(Updated on 3/2/2011)
One of the biggest reasons why many organizations are not doing even simple things to help people find their websites in search engines is they simply don’t understand how search engines work. This article is intended to explain the basics of how search engines work and, in the course of doing so, shatter some search engine myths and help you understand what you can do to help people find your website in search engines.
What is a search engine?
The first to step to understanding how search engines work is to understand what a search engine is. The simplest explanation is that search engine is a tool for finding things online. There are many different types of search engines but they can be put into two major categories…
The first “search engines” were not actually search engines as we think of them today, but searchable directories of websites organized by hierarchical categories. A site is added to a directory when the website owner fills out a submission form on the directory’s website requesting their site be included in the directory and include their website’s title, description, URL (web address), and category. A moderator later reviews the site and, if it meets the directory’s criteria a listing for that site, is added or activated.

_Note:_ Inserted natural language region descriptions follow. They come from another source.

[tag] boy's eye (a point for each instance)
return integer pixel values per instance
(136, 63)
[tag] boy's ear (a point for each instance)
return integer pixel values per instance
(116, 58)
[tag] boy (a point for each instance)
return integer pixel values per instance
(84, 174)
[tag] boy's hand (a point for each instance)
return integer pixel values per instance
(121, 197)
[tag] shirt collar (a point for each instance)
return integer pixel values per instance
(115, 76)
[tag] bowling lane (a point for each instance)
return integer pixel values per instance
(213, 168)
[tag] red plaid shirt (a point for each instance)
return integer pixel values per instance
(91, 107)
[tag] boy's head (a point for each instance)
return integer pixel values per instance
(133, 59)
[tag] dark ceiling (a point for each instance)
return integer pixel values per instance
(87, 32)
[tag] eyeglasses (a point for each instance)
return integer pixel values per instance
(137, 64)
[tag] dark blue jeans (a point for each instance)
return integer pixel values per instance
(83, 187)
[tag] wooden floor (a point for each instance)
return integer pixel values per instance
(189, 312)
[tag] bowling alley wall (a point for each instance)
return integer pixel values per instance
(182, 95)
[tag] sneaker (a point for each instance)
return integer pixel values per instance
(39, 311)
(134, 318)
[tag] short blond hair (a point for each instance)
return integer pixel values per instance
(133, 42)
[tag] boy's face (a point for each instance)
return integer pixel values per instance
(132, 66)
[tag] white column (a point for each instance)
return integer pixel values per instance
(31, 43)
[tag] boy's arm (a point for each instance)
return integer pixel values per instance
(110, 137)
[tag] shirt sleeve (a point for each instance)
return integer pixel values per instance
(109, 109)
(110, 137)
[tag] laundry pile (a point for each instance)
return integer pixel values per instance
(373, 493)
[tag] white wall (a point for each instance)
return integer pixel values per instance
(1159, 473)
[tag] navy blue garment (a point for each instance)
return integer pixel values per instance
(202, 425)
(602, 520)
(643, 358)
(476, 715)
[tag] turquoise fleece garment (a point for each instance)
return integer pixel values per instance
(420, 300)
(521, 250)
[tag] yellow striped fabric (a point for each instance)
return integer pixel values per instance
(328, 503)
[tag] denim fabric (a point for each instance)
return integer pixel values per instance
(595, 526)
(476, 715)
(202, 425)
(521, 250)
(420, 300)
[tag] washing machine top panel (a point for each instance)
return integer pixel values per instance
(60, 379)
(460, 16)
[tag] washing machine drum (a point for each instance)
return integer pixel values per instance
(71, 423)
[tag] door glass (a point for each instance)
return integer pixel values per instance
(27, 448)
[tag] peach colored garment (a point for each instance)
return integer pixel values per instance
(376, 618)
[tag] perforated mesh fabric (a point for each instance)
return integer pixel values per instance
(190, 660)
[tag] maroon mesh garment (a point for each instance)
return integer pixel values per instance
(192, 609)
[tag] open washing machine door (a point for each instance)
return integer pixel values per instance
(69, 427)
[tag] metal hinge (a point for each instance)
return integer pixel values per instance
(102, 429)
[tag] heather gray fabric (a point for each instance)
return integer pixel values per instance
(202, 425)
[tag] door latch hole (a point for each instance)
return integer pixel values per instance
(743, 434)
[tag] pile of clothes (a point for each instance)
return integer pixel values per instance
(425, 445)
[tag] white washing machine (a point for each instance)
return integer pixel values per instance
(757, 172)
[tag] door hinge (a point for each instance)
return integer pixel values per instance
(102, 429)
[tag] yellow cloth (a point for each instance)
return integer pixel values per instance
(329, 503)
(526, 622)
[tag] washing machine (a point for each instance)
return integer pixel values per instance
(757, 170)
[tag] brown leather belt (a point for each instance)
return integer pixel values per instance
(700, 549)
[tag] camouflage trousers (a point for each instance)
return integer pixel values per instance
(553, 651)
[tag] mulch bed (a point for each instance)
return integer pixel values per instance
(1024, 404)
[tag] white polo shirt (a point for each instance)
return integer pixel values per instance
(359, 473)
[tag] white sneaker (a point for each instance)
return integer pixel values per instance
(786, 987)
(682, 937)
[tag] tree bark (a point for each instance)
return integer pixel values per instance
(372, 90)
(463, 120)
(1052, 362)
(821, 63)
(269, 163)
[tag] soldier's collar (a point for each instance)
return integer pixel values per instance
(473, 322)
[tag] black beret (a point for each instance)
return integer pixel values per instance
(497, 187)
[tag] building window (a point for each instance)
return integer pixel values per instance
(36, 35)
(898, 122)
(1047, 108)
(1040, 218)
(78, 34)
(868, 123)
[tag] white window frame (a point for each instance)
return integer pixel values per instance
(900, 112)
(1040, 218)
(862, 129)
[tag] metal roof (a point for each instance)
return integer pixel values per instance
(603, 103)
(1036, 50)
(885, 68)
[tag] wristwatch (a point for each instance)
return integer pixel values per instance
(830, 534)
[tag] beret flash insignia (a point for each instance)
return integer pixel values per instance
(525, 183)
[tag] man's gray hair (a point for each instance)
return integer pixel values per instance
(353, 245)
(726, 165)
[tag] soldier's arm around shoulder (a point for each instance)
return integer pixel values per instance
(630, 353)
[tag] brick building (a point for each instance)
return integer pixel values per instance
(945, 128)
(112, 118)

The original Yahoo was a human-powered directory. Yahoo is now primarily a crawler/spider-powered search engine, but they do maintain a directory as well and it is one of the few reputable directories on the web. The Open Directory Project is another example of a human-powered directory that continues on today, though many categories in the directory are poorly maintained and rarely updated. There are a lot of directories out there (some more human-powered than others), but only a handful that get any significant amount of traffic.

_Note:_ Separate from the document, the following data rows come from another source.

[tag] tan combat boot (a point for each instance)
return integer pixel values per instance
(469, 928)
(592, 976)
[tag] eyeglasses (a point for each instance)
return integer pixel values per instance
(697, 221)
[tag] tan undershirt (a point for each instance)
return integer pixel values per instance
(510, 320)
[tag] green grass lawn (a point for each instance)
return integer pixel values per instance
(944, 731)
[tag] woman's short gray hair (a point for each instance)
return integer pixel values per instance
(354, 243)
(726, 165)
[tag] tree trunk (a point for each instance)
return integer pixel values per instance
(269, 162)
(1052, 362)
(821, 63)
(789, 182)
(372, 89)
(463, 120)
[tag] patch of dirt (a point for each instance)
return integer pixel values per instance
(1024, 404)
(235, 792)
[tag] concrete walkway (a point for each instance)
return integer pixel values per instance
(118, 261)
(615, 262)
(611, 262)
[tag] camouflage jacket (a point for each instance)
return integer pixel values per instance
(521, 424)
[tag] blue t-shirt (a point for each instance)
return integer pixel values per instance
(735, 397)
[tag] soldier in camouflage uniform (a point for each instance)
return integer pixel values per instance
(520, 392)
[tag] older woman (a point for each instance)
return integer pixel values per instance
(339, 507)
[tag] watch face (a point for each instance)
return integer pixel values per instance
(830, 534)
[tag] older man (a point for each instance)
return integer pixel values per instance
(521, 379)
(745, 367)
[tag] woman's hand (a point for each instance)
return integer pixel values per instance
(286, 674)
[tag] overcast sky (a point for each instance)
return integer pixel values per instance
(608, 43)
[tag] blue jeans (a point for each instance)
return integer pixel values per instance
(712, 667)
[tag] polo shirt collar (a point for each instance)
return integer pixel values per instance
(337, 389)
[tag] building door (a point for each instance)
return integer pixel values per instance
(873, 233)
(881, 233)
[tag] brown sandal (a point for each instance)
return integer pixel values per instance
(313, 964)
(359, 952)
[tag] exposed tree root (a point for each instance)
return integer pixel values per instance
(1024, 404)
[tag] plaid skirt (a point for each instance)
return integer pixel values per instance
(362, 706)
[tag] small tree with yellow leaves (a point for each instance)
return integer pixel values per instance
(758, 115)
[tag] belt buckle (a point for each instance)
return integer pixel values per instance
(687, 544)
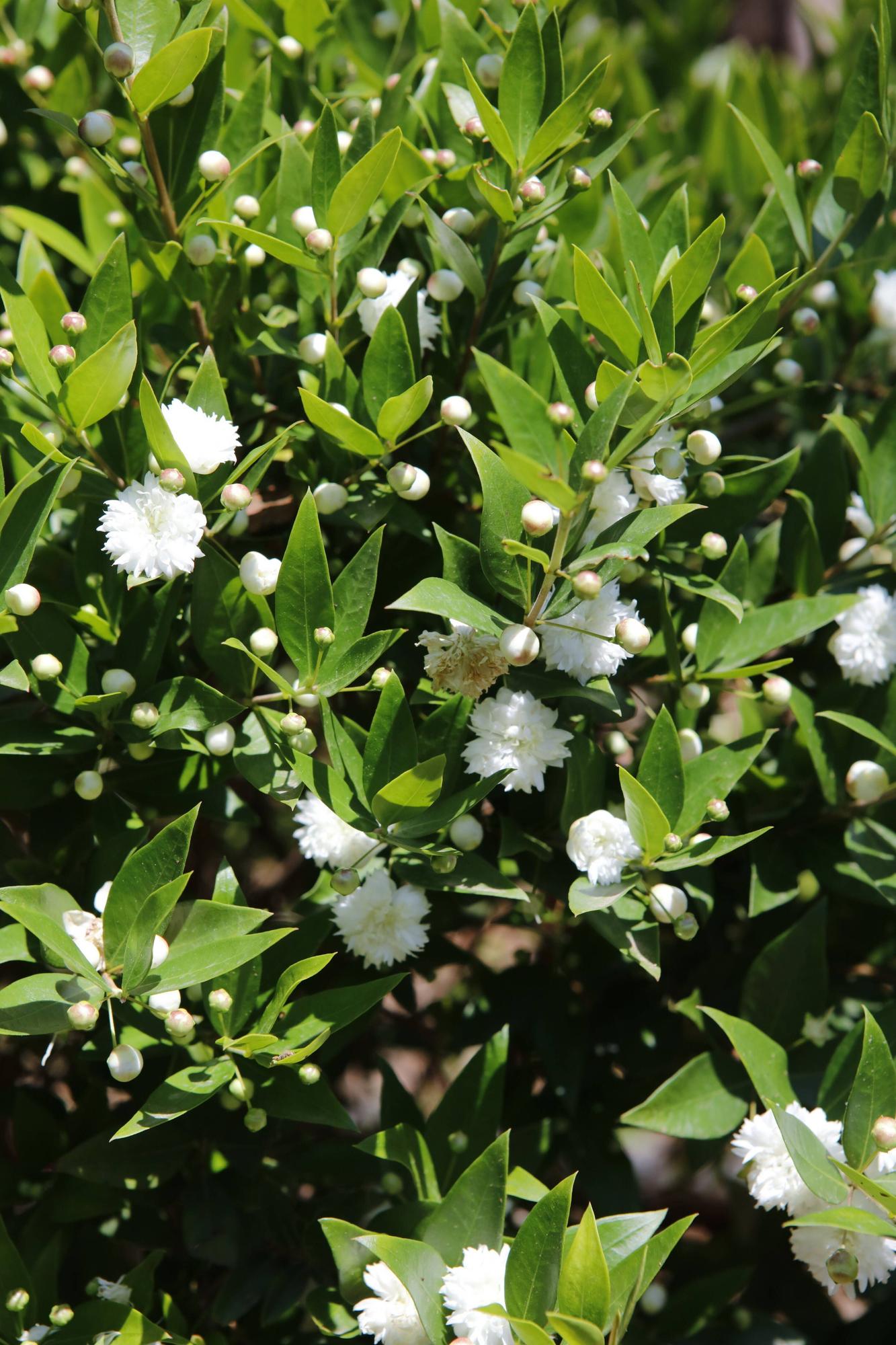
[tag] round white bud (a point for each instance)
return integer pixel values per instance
(520, 645)
(22, 599)
(466, 833)
(866, 782)
(220, 739)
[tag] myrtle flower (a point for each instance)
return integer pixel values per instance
(865, 644)
(514, 731)
(381, 922)
(464, 661)
(478, 1282)
(771, 1178)
(600, 845)
(391, 1317)
(206, 442)
(611, 501)
(326, 839)
(876, 1257)
(153, 533)
(397, 286)
(581, 641)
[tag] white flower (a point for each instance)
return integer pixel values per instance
(205, 440)
(391, 1317)
(876, 1257)
(463, 661)
(478, 1282)
(883, 302)
(381, 922)
(771, 1178)
(611, 501)
(326, 839)
(865, 644)
(85, 933)
(575, 645)
(600, 845)
(151, 533)
(650, 485)
(397, 286)
(514, 731)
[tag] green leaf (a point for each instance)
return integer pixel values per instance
(304, 594)
(533, 1268)
(411, 793)
(170, 71)
(702, 1101)
(358, 190)
(872, 1096)
(521, 92)
(584, 1280)
(647, 822)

The downside of the human-powered search engine is that it only includes websites that have been submitted to it, which means you may not find what you’re looking for especially if it’s a new web page. The other downside from the directories’ point of view is that reviewing every site submitted is very labor-intensive and costly. I know because OurChurch.Com’s Directory of Christian Websites (like almost all church/Christian “search engines”) is a human-powered directory.

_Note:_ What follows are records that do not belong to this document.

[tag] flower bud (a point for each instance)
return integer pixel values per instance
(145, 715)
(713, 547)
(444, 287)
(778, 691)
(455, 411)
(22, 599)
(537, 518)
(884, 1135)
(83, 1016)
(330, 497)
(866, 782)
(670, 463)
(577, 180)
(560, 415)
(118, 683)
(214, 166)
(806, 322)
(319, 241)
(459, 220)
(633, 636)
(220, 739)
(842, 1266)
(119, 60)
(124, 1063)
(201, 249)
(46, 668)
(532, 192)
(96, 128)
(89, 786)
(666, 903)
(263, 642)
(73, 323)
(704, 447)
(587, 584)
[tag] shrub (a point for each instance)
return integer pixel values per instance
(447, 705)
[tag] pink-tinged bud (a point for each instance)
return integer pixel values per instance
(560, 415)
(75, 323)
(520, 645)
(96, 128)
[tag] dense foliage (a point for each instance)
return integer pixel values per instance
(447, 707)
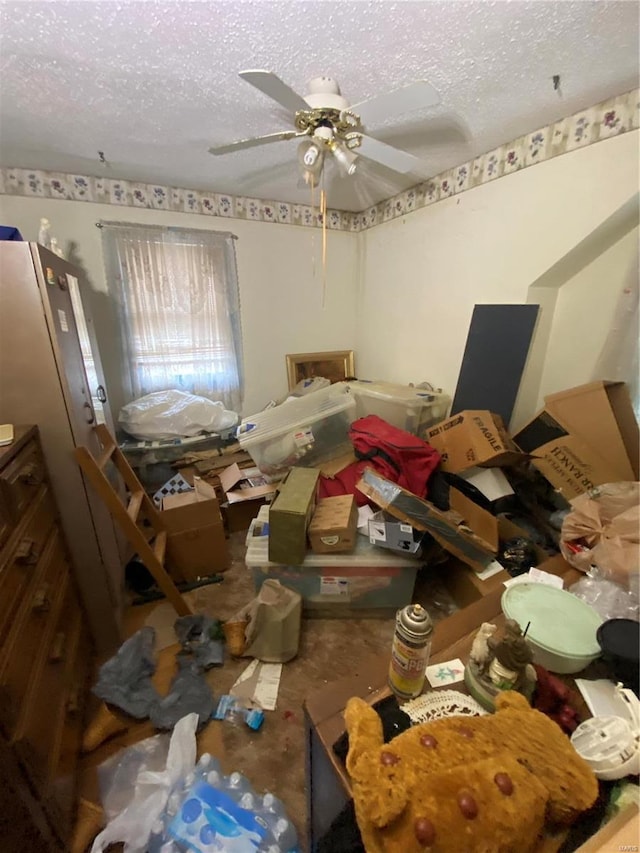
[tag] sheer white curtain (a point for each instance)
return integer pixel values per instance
(177, 293)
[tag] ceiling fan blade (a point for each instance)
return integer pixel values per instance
(254, 141)
(392, 158)
(273, 86)
(415, 96)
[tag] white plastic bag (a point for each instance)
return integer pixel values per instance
(133, 825)
(172, 414)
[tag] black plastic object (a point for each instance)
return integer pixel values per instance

Crawler/Spider-Powered Search Engines
The next generation of search engines have programs which actively seek out new sites and read them into their indexes. These programs are called crawlers, spiders, robots, or bots. All of largest and most popular search engines today are of this type, including Google, Yahoo, and Bing. Note that Yahoo no longer uses it’s own crawlers. It gets its results from Bing.
The rest of this article is focused on how these crawler/spider-powered search engines work because more than 99% of searches are done on this type of search engine.
As mentioned above, the first part of a search engine is the crawler (aka spider, robot, bot). The crawlers find web pages, send the content back to the “indexer”, parse (separate out) the links on the page, and add the URLs (web addresses) of those links to a queue so the crawler can visit those pages later. The crawler then moves on to the next page on its list. The “indexer” parses the words of the content of the page and saves the content. All this happens very rapidly (the Googlebot can crawl thousands of pages at once).
Some important things to know about crawlers…
1) Search bots periodically reread every web page in their database. Why does this matter?
- You don’t have to do anything when you change your site. If your site is already listed in a search engine and you make changes to your website, search engines will eventually update their information.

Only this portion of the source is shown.